Likewise, Greg Lynn FORM’s proposal has a mix of uses for autonomous vehicles, manufacturing robots, university researchers, and students. A 24-foot-wide, 1.7-mile-long logistics drone super-highway would connect the complex’s original vertical elevator cores. In his catalogue essay, Lynn cites Cedric Price’s Detroit Thinkgrid proposal and emphasizes Price’s plan for a cheap mobile architecture of faculty offices, small mobile libraries, and teaching “booths” that were to be delivered on the backs of trucks and craned into place according to a pre-figured grid. But judging from Lynn’s enormous proposal, he seems to have entirely misunderstood the essence of Price’s. Had he or the curators studied the 1968 project more closely and seen it as a starting point for research, they might have transformed this pavilion into one of distinguished thinking and relevance. In short, Price believed there was absolutely no need to build any fixed architectural monuments in Detroit; for they would simply squander money on unwanted buildings in an attempt to appease white guilt. His project was initiated in the wake of the 1967 riots to find a strategy to deliver workers from their tough, impoverished conditions. As described in the book Architecture and the Special Relationship, Price held extensive meetings with community groups, educational bodies, and local politicians. Far more useful would be a system of social organization that encouraged the education and circumstances of younger members of the community. In theory, this would break the cycle of deprivation and social exclusion which held them back.

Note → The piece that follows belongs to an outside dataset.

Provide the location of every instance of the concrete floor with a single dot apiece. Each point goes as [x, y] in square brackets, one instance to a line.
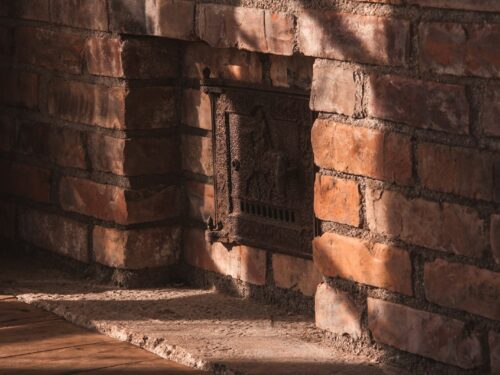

Regrettably, neither the curators nor the architects took Price’s thoughtful, reality-based, and radically imaginative project seriously. It, much more than the Architectural Imagination, inspired the profession and residents in Detroit to think of a truly new type of city. Provocative architecture projects that actually try to solve problems rather than remain in the gallery have been, can be, and will be embraced by architects worldwide seeking new ideas from the United States.